AWG … … volt/amp-ft … volt/amp-m
________________________________________

10 … … … 0.00100 … … … 0.00328
12 … … … 0.00158 … … … 0.00520
14 … … … 0.00251 … … … 0.00824
16 … … … 0.00398 … … … 0.01306
18 … … … 0.00631 … … … 0.02070
20 … … … 0.01000 … … … 0.03281
22 … … … 0.01585 … … … 0.05200
24 … … … 0.02512 … … … 0.08241
26 … … … 0.03981 … … … 0.13061
28 … … … 0.06310 … … … 0.20701
So basically you take the length of both conductors (assuming a twisted filament wire, as an example), and multiply it by the gauge factor above, then multiply by the expected design current flow.

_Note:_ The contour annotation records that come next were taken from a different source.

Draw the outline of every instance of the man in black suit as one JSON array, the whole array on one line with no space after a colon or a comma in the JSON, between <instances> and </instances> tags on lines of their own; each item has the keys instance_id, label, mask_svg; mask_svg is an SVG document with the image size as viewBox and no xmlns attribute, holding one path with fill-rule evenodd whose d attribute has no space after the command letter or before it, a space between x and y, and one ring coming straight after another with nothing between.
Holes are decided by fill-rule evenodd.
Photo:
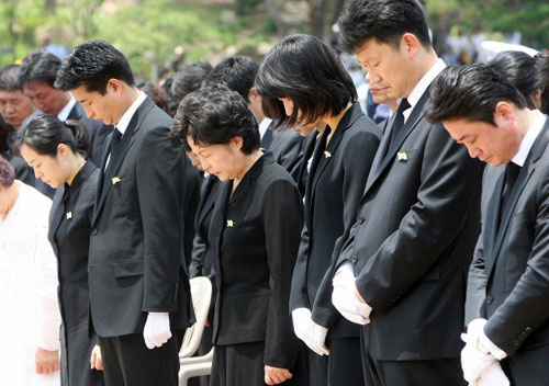
<instances>
[{"instance_id":1,"label":"man in black suit","mask_svg":"<svg viewBox=\"0 0 549 386\"><path fill-rule=\"evenodd\" d=\"M415 0L355 0L344 47L401 103L337 261L334 306L361 328L368 385L461 385L466 277L482 164L424 116L437 58Z\"/></svg>"},{"instance_id":2,"label":"man in black suit","mask_svg":"<svg viewBox=\"0 0 549 386\"><path fill-rule=\"evenodd\" d=\"M60 66L61 60L47 52L29 54L19 70L21 87L24 94L42 113L55 115L60 121L78 120L88 127L91 137L88 158L99 167L103 143L113 127L88 118L80 103L68 91L57 90L54 87Z\"/></svg>"},{"instance_id":3,"label":"man in black suit","mask_svg":"<svg viewBox=\"0 0 549 386\"><path fill-rule=\"evenodd\" d=\"M269 149L272 158L299 181L303 158L303 138L289 129L274 130L276 123L268 118L261 106L261 96L254 87L257 63L246 56L232 56L220 61L204 79L204 86L225 84L238 92L259 124L261 148Z\"/></svg>"},{"instance_id":4,"label":"man in black suit","mask_svg":"<svg viewBox=\"0 0 549 386\"><path fill-rule=\"evenodd\" d=\"M122 53L102 41L76 47L55 87L116 127L101 161L89 254L105 382L177 385L176 338L193 313L181 243L186 163L169 141L171 118L135 87Z\"/></svg>"},{"instance_id":5,"label":"man in black suit","mask_svg":"<svg viewBox=\"0 0 549 386\"><path fill-rule=\"evenodd\" d=\"M549 121L527 106L503 75L472 65L440 75L428 110L490 163L461 353L464 378L480 385L549 384Z\"/></svg>"}]
</instances>

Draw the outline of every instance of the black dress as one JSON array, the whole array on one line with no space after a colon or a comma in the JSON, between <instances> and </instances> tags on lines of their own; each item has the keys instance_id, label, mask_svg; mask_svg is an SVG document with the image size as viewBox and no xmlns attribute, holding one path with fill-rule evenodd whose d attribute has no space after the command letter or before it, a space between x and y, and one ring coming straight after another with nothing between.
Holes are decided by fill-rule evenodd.
<instances>
[{"instance_id":1,"label":"black dress","mask_svg":"<svg viewBox=\"0 0 549 386\"><path fill-rule=\"evenodd\" d=\"M48 239L58 262L61 311L61 385L101 386L103 373L90 368L97 337L89 330L88 246L99 170L87 161L70 185L57 189Z\"/></svg>"},{"instance_id":2,"label":"black dress","mask_svg":"<svg viewBox=\"0 0 549 386\"><path fill-rule=\"evenodd\" d=\"M266 364L292 372L283 385L307 385L288 306L300 193L270 152L232 190L233 181L221 184L210 226L217 283L211 385L262 386Z\"/></svg>"}]
</instances>

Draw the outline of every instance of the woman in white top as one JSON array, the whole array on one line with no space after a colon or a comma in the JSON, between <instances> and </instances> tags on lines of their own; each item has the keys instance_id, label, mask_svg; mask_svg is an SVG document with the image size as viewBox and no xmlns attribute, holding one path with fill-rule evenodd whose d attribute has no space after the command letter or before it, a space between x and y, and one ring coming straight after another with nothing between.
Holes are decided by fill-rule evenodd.
<instances>
[{"instance_id":1,"label":"woman in white top","mask_svg":"<svg viewBox=\"0 0 549 386\"><path fill-rule=\"evenodd\" d=\"M57 262L52 202L14 180L0 157L0 385L59 385Z\"/></svg>"}]
</instances>

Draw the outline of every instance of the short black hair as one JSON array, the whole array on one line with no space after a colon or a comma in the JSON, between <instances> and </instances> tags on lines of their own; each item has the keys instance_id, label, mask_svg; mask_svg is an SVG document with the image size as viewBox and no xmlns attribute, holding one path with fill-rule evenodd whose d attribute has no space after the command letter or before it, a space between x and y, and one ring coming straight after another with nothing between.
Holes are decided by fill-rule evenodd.
<instances>
[{"instance_id":1,"label":"short black hair","mask_svg":"<svg viewBox=\"0 0 549 386\"><path fill-rule=\"evenodd\" d=\"M202 88L179 104L170 137L183 143L188 137L197 145L228 144L243 138L246 155L259 149L257 120L244 98L223 84Z\"/></svg>"},{"instance_id":2,"label":"short black hair","mask_svg":"<svg viewBox=\"0 0 549 386\"><path fill-rule=\"evenodd\" d=\"M91 41L77 46L63 60L55 87L69 91L83 84L88 91L104 95L110 79L135 86L132 67L125 56L104 41Z\"/></svg>"},{"instance_id":3,"label":"short black hair","mask_svg":"<svg viewBox=\"0 0 549 386\"><path fill-rule=\"evenodd\" d=\"M466 120L495 126L495 106L502 101L528 106L520 91L489 65L447 67L433 82L426 117L433 124Z\"/></svg>"},{"instance_id":4,"label":"short black hair","mask_svg":"<svg viewBox=\"0 0 549 386\"><path fill-rule=\"evenodd\" d=\"M203 87L225 84L249 103L249 90L254 87L258 67L257 61L247 56L231 56L212 69L205 77Z\"/></svg>"},{"instance_id":5,"label":"short black hair","mask_svg":"<svg viewBox=\"0 0 549 386\"><path fill-rule=\"evenodd\" d=\"M208 61L194 61L184 66L181 70L173 75L171 82L171 96L177 103L190 94L191 92L200 89L202 81L212 71L212 65Z\"/></svg>"},{"instance_id":6,"label":"short black hair","mask_svg":"<svg viewBox=\"0 0 549 386\"><path fill-rule=\"evenodd\" d=\"M78 120L59 121L57 116L41 114L33 117L18 132L15 146L26 145L40 155L57 156L57 146L67 145L72 152L87 157L90 133Z\"/></svg>"},{"instance_id":7,"label":"short black hair","mask_svg":"<svg viewBox=\"0 0 549 386\"><path fill-rule=\"evenodd\" d=\"M0 90L18 91L22 90L19 81L20 65L7 65L0 68Z\"/></svg>"},{"instance_id":8,"label":"short black hair","mask_svg":"<svg viewBox=\"0 0 549 386\"><path fill-rule=\"evenodd\" d=\"M61 67L61 59L54 54L44 50L29 54L19 69L19 81L21 86L41 81L54 87L59 67Z\"/></svg>"},{"instance_id":9,"label":"short black hair","mask_svg":"<svg viewBox=\"0 0 549 386\"><path fill-rule=\"evenodd\" d=\"M549 54L536 55L536 82L541 90L541 110L549 114Z\"/></svg>"},{"instance_id":10,"label":"short black hair","mask_svg":"<svg viewBox=\"0 0 549 386\"><path fill-rule=\"evenodd\" d=\"M522 92L528 103L528 109L536 109L531 94L538 90L538 87L536 60L531 56L518 50L505 50L494 56L489 65L503 73Z\"/></svg>"},{"instance_id":11,"label":"short black hair","mask_svg":"<svg viewBox=\"0 0 549 386\"><path fill-rule=\"evenodd\" d=\"M356 52L367 41L397 47L405 33L433 46L425 14L416 0L352 0L338 20L339 44Z\"/></svg>"},{"instance_id":12,"label":"short black hair","mask_svg":"<svg viewBox=\"0 0 549 386\"><path fill-rule=\"evenodd\" d=\"M264 112L277 126L293 126L299 110L302 123L312 123L325 114L339 114L357 100L352 79L337 54L311 35L291 35L277 44L259 66L256 90ZM280 98L293 101L291 116Z\"/></svg>"}]
</instances>

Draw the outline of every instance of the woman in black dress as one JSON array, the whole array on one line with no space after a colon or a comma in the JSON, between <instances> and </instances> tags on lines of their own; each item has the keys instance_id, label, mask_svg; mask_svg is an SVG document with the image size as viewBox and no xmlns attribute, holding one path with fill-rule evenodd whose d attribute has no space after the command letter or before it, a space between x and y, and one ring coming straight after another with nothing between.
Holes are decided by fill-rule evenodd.
<instances>
[{"instance_id":1,"label":"woman in black dress","mask_svg":"<svg viewBox=\"0 0 549 386\"><path fill-rule=\"evenodd\" d=\"M311 384L363 385L359 327L332 305L330 265L357 219L381 130L362 113L337 55L314 36L289 36L272 48L259 67L256 89L280 125L322 133L305 189L305 226L290 297L295 334L311 349Z\"/></svg>"},{"instance_id":2,"label":"woman in black dress","mask_svg":"<svg viewBox=\"0 0 549 386\"><path fill-rule=\"evenodd\" d=\"M210 226L217 284L211 385L307 385L288 307L303 226L295 183L259 150L253 113L226 87L189 94L173 136L222 181Z\"/></svg>"},{"instance_id":3,"label":"woman in black dress","mask_svg":"<svg viewBox=\"0 0 549 386\"><path fill-rule=\"evenodd\" d=\"M88 315L88 246L99 177L99 170L85 158L88 129L79 121L41 115L19 134L18 145L36 177L56 189L48 239L58 262L61 385L104 385Z\"/></svg>"}]
</instances>

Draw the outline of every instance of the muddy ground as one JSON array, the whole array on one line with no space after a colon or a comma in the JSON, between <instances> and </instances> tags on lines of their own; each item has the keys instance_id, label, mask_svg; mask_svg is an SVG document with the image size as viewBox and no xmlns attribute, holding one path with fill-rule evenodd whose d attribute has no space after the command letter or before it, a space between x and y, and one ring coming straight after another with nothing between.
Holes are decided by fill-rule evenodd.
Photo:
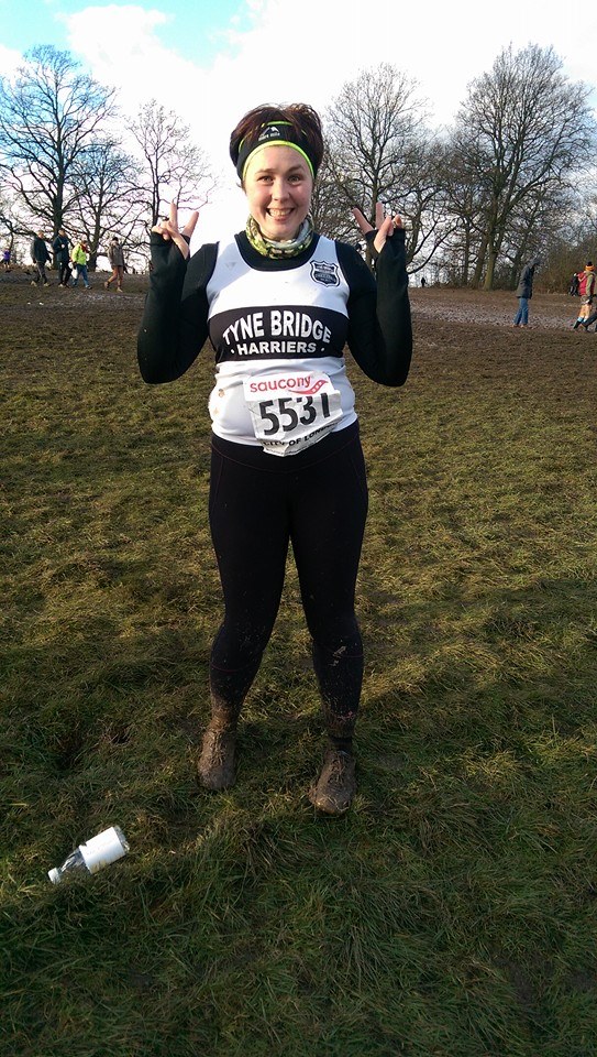
<instances>
[{"instance_id":1,"label":"muddy ground","mask_svg":"<svg viewBox=\"0 0 597 1057\"><path fill-rule=\"evenodd\" d=\"M102 347L113 347L115 341L131 346L134 355L146 275L126 275L122 294L103 288L108 277L103 272L90 275L91 290L63 290L56 273L49 276L51 286L37 288L31 285L31 273L13 270L0 274L0 346L10 341L13 348L16 344L31 352L45 344L55 348L63 340L65 346L84 345L101 353ZM418 351L427 350L430 357L424 359L430 368L430 359L449 351L451 358L465 353L468 366L475 361L487 364L495 353L501 367L506 358L519 369L535 357L568 360L568 353L579 349L585 361L594 344L597 353L597 335L571 329L579 301L565 293L539 290L530 304L528 330L512 327L518 303L511 292L411 286L410 298L414 355L417 358ZM588 362L593 363L593 356ZM586 373L586 364L578 367Z\"/></svg>"}]
</instances>

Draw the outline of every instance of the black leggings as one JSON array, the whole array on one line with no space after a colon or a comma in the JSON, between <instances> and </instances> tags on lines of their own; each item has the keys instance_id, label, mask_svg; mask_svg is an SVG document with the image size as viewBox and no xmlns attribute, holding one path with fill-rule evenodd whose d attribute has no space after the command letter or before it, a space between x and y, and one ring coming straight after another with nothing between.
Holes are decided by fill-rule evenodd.
<instances>
[{"instance_id":1,"label":"black leggings","mask_svg":"<svg viewBox=\"0 0 597 1057\"><path fill-rule=\"evenodd\" d=\"M211 653L213 700L242 705L274 628L291 542L328 731L350 737L363 682L354 592L367 516L357 423L287 457L214 436L209 512L225 603Z\"/></svg>"}]
</instances>

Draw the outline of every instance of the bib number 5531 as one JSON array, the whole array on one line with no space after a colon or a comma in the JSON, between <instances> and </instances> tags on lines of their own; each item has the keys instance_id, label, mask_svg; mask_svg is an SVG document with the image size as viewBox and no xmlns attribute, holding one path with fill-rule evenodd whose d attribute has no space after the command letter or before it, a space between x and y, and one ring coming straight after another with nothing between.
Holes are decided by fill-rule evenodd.
<instances>
[{"instance_id":1,"label":"bib number 5531","mask_svg":"<svg viewBox=\"0 0 597 1057\"><path fill-rule=\"evenodd\" d=\"M314 401L319 407L316 407ZM294 406L292 406L294 405ZM330 401L327 393L313 396L278 396L277 400L261 400L259 416L264 423L263 435L273 436L275 433L291 433L299 425L310 426L319 415L330 417Z\"/></svg>"}]
</instances>

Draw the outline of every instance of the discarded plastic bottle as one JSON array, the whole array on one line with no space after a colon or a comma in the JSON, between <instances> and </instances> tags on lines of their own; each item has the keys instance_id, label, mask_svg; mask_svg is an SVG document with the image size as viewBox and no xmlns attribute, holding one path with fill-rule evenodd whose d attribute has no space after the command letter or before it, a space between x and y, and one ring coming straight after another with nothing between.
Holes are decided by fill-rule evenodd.
<instances>
[{"instance_id":1,"label":"discarded plastic bottle","mask_svg":"<svg viewBox=\"0 0 597 1057\"><path fill-rule=\"evenodd\" d=\"M59 884L69 873L97 873L117 859L122 859L129 851L129 841L120 826L111 826L85 844L79 844L75 851L70 852L68 859L65 859L62 867L48 870L47 875L52 884Z\"/></svg>"}]
</instances>

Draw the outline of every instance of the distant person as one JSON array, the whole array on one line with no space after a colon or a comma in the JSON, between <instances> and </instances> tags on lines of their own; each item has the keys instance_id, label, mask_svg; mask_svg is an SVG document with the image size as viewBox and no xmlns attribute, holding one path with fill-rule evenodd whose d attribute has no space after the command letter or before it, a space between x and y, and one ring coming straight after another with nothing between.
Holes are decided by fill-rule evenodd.
<instances>
[{"instance_id":1,"label":"distant person","mask_svg":"<svg viewBox=\"0 0 597 1057\"><path fill-rule=\"evenodd\" d=\"M578 308L576 322L573 324L573 330L577 330L578 327L584 326L590 316L590 306L595 297L595 268L593 261L587 261L585 271L578 275L578 294L581 297L581 307Z\"/></svg>"},{"instance_id":2,"label":"distant person","mask_svg":"<svg viewBox=\"0 0 597 1057\"><path fill-rule=\"evenodd\" d=\"M73 252L70 254L70 260L73 261L73 286L78 286L79 275L82 279L82 284L86 290L89 290L90 282L87 274L87 261L89 254L87 252L87 242L85 239L81 239L79 242L76 242L73 247Z\"/></svg>"},{"instance_id":3,"label":"distant person","mask_svg":"<svg viewBox=\"0 0 597 1057\"><path fill-rule=\"evenodd\" d=\"M110 283L115 281L117 283L117 294L122 293L122 280L124 272L126 270L126 262L124 260L124 250L120 244L120 240L117 235L114 235L112 241L110 242L110 248L108 250L108 260L110 261L112 268L112 274L110 279L103 284L106 290L110 288Z\"/></svg>"},{"instance_id":4,"label":"distant person","mask_svg":"<svg viewBox=\"0 0 597 1057\"><path fill-rule=\"evenodd\" d=\"M515 327L529 326L529 302L533 295L533 279L535 269L541 264L539 257L533 258L524 265L518 280L516 295L518 297L518 312L515 316Z\"/></svg>"},{"instance_id":5,"label":"distant person","mask_svg":"<svg viewBox=\"0 0 597 1057\"><path fill-rule=\"evenodd\" d=\"M58 265L58 286L68 286L70 279L70 239L64 228L58 228L52 249Z\"/></svg>"},{"instance_id":6,"label":"distant person","mask_svg":"<svg viewBox=\"0 0 597 1057\"><path fill-rule=\"evenodd\" d=\"M49 286L47 275L45 273L45 266L47 262L52 260L52 255L47 249L43 231L37 231L37 235L34 237L33 242L31 243L31 260L33 261L33 264L37 271L37 275L34 280L32 280L31 285L36 286L37 283L42 283L44 286Z\"/></svg>"}]
</instances>

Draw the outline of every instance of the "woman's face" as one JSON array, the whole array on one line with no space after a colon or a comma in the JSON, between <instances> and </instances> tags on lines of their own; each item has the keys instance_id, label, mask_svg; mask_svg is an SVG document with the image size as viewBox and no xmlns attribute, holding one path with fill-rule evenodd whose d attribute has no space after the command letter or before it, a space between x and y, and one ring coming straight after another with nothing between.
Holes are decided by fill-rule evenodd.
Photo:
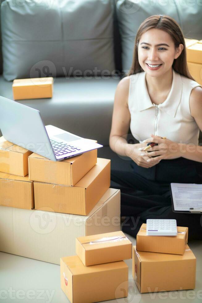
<instances>
[{"instance_id":1,"label":"woman's face","mask_svg":"<svg viewBox=\"0 0 202 303\"><path fill-rule=\"evenodd\" d=\"M171 68L174 59L179 57L183 48L183 44L180 44L175 49L171 37L166 32L157 28L148 30L140 40L139 63L149 75L160 76Z\"/></svg>"}]
</instances>

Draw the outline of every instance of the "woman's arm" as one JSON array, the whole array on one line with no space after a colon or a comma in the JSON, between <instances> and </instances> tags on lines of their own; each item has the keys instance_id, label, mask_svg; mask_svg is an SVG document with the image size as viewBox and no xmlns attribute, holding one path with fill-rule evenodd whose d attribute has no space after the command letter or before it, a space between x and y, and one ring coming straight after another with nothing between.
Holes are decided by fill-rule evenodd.
<instances>
[{"instance_id":1,"label":"woman's arm","mask_svg":"<svg viewBox=\"0 0 202 303\"><path fill-rule=\"evenodd\" d=\"M158 161L149 163L146 161L148 157L140 156L141 153L138 148L146 144L130 144L127 141L130 122L128 103L129 84L129 77L125 77L119 82L115 92L109 146L116 153L129 157L138 165L148 168L155 165Z\"/></svg>"},{"instance_id":2,"label":"woman's arm","mask_svg":"<svg viewBox=\"0 0 202 303\"><path fill-rule=\"evenodd\" d=\"M202 131L202 87L201 87L197 86L191 91L189 106L191 115ZM179 145L181 157L202 162L202 146L180 143Z\"/></svg>"}]
</instances>

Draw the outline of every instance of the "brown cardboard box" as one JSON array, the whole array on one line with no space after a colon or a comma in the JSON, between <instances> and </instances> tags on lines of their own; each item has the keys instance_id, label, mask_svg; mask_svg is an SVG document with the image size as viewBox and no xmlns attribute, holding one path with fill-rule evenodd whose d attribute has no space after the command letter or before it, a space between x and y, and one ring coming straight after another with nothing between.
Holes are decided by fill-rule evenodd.
<instances>
[{"instance_id":1,"label":"brown cardboard box","mask_svg":"<svg viewBox=\"0 0 202 303\"><path fill-rule=\"evenodd\" d=\"M142 224L136 237L138 251L183 254L188 238L188 227L178 226L177 236L147 236L147 224Z\"/></svg>"},{"instance_id":2,"label":"brown cardboard box","mask_svg":"<svg viewBox=\"0 0 202 303\"><path fill-rule=\"evenodd\" d=\"M195 81L202 85L202 64L187 62L187 65L189 71Z\"/></svg>"},{"instance_id":3,"label":"brown cardboard box","mask_svg":"<svg viewBox=\"0 0 202 303\"><path fill-rule=\"evenodd\" d=\"M98 158L74 186L34 182L35 208L86 216L109 188L110 181L110 160Z\"/></svg>"},{"instance_id":4,"label":"brown cardboard box","mask_svg":"<svg viewBox=\"0 0 202 303\"><path fill-rule=\"evenodd\" d=\"M86 266L132 258L132 243L121 231L76 239L77 255Z\"/></svg>"},{"instance_id":5,"label":"brown cardboard box","mask_svg":"<svg viewBox=\"0 0 202 303\"><path fill-rule=\"evenodd\" d=\"M186 47L188 47L189 46L191 46L191 45L193 45L193 44L195 44L195 43L199 42L198 40L196 40L196 39L188 39L187 38L185 38L184 41L185 41Z\"/></svg>"},{"instance_id":6,"label":"brown cardboard box","mask_svg":"<svg viewBox=\"0 0 202 303\"><path fill-rule=\"evenodd\" d=\"M192 289L196 258L188 245L183 255L133 250L132 274L141 292Z\"/></svg>"},{"instance_id":7,"label":"brown cardboard box","mask_svg":"<svg viewBox=\"0 0 202 303\"><path fill-rule=\"evenodd\" d=\"M28 173L28 156L32 153L0 138L0 172L25 177Z\"/></svg>"},{"instance_id":8,"label":"brown cardboard box","mask_svg":"<svg viewBox=\"0 0 202 303\"><path fill-rule=\"evenodd\" d=\"M19 208L34 208L33 182L21 177L0 173L0 205Z\"/></svg>"},{"instance_id":9,"label":"brown cardboard box","mask_svg":"<svg viewBox=\"0 0 202 303\"><path fill-rule=\"evenodd\" d=\"M0 251L59 265L61 256L76 254L76 237L120 230L120 212L114 188L87 216L0 206Z\"/></svg>"},{"instance_id":10,"label":"brown cardboard box","mask_svg":"<svg viewBox=\"0 0 202 303\"><path fill-rule=\"evenodd\" d=\"M202 44L195 43L187 48L187 60L202 64Z\"/></svg>"},{"instance_id":11,"label":"brown cardboard box","mask_svg":"<svg viewBox=\"0 0 202 303\"><path fill-rule=\"evenodd\" d=\"M94 149L61 161L52 161L33 153L28 158L30 180L74 186L97 163Z\"/></svg>"},{"instance_id":12,"label":"brown cardboard box","mask_svg":"<svg viewBox=\"0 0 202 303\"><path fill-rule=\"evenodd\" d=\"M53 77L16 79L12 85L14 100L52 98Z\"/></svg>"},{"instance_id":13,"label":"brown cardboard box","mask_svg":"<svg viewBox=\"0 0 202 303\"><path fill-rule=\"evenodd\" d=\"M124 261L86 267L78 256L61 258L61 287L71 303L127 297L128 267Z\"/></svg>"}]
</instances>

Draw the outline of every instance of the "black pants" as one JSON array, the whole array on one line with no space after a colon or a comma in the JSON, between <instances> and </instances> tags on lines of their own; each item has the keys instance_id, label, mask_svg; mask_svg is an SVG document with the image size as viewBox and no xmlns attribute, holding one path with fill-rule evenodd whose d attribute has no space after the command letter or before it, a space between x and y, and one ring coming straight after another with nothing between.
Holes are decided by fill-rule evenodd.
<instances>
[{"instance_id":1,"label":"black pants","mask_svg":"<svg viewBox=\"0 0 202 303\"><path fill-rule=\"evenodd\" d=\"M121 190L121 216L126 217L123 231L136 237L147 219L176 219L178 226L188 227L189 240L202 240L201 215L173 212L169 187L172 182L202 184L202 163L180 157L148 169L132 161L131 165L132 172L111 174L111 187Z\"/></svg>"}]
</instances>

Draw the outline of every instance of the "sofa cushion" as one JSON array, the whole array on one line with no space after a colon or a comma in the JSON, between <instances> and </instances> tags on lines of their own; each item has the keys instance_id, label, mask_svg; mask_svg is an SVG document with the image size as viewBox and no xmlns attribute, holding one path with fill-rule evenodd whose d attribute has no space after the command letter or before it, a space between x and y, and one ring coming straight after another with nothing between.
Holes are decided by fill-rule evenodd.
<instances>
[{"instance_id":1,"label":"sofa cushion","mask_svg":"<svg viewBox=\"0 0 202 303\"><path fill-rule=\"evenodd\" d=\"M139 26L150 16L168 15L178 23L186 37L202 39L201 5L197 1L190 1L188 5L183 4L183 1L175 0L115 1L122 41L123 70L125 73L132 64L135 40Z\"/></svg>"},{"instance_id":2,"label":"sofa cushion","mask_svg":"<svg viewBox=\"0 0 202 303\"><path fill-rule=\"evenodd\" d=\"M4 78L111 74L113 11L111 0L4 0Z\"/></svg>"}]
</instances>

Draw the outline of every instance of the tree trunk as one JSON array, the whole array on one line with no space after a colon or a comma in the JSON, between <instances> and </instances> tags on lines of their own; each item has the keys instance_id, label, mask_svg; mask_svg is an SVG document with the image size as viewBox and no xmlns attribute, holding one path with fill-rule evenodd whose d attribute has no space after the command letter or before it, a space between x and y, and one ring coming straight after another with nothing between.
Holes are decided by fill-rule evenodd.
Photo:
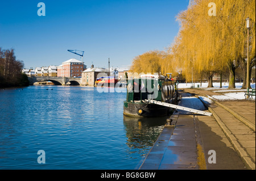
<instances>
[{"instance_id":1,"label":"tree trunk","mask_svg":"<svg viewBox=\"0 0 256 181\"><path fill-rule=\"evenodd\" d=\"M234 67L229 69L229 89L236 88L236 69Z\"/></svg>"},{"instance_id":2,"label":"tree trunk","mask_svg":"<svg viewBox=\"0 0 256 181\"><path fill-rule=\"evenodd\" d=\"M220 88L222 88L222 73L220 73Z\"/></svg>"},{"instance_id":3,"label":"tree trunk","mask_svg":"<svg viewBox=\"0 0 256 181\"><path fill-rule=\"evenodd\" d=\"M213 85L212 83L212 76L213 73L211 71L207 73L207 79L208 81L208 86L207 87L213 87Z\"/></svg>"}]
</instances>

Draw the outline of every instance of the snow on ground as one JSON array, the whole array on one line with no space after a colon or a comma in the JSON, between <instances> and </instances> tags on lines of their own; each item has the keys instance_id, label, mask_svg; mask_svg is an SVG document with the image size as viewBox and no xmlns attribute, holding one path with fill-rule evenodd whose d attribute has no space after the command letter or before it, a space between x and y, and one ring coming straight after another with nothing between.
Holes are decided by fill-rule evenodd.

1600 mA on a 6550, running nearly ⅔ foot from the power transformer:
1.6 A × 2 × 0.67 ft • (18 ga = 0.00631 v/ft-amp) → 0.0135 V drop, round trip.​
This would be about 0.2% of 6.3 VAC. Not worth worrying about, since the variation of line voltage coming thru the power transformer easily varies by ±5% from whatever is nominal at your house.

You even could get away with 22 or 24 ga.

The recommendation of 22 to 24 gauge wire is just fine for almost everything in most conventional tube amplifiers.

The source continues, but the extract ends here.